Could you give us a dump of http://localhost:port/solr/admin/luke ?
A huge max field length and random terms in 2000 2 MB files is going to
be a bit of a resource hog :)
Can you explain why you are doing that? You will have *so* many unique
terms...
I can't remember if you can set it in Solr, but there is a way to lessen
how much RAM terms take in Lucene though (term interval I believe?).
- Mark
Gargate, Siddharth wrote:
Hi all,
I am testing indexing with 2000 text documents of size 2 MB
each. These documents contain words created with random characters. I
observed that the tomcat memory usage goes on increasing slowly. I tried
by removing all the cache configuration, but still memory usage
increases. Once the memory reaches to max heap specified, commit looks
like blocked until the memory is freed.
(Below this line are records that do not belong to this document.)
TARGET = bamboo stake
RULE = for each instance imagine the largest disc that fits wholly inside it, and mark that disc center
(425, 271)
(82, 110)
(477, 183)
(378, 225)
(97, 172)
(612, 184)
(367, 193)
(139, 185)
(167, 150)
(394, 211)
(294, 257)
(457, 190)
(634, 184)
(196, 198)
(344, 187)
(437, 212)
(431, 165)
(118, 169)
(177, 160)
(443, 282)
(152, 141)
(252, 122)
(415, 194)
With larger documents, I see
some OOMEs
Below are few properties set in solrconfig.xml
<mainIndex>
<useCompoundFile>false</useCompoundFile>
<ramBufferSizeMB>128</ramBufferSizeMB>
<mergeFactor>25</mergeFactor>
<maxMergeDocs>2147483647</maxMergeDocs>
<maxFieldLength>2147483647</maxFieldLength>
<writeLockTimeout>1000</writeLockTimeout>
<commitLockTimeout>10000</commitLockTimeout>
<lockType>single</lockType>
<unlockOnStartup>false</unlockOnStartup>
</mainIndex>
<autoCommit>
<maxDocs>10000</maxDocs>
<maxTime>7000</maxTime>
</autoCommit>
<useColdSearcher>false</useColdSearcher>
<maxWarmingSearchers>10</maxWarmingSearchers>
Where does the memory get used? And how to avoid it?
Thanks,
Siddharth
--
- Mark
http://www.lucidimagination.com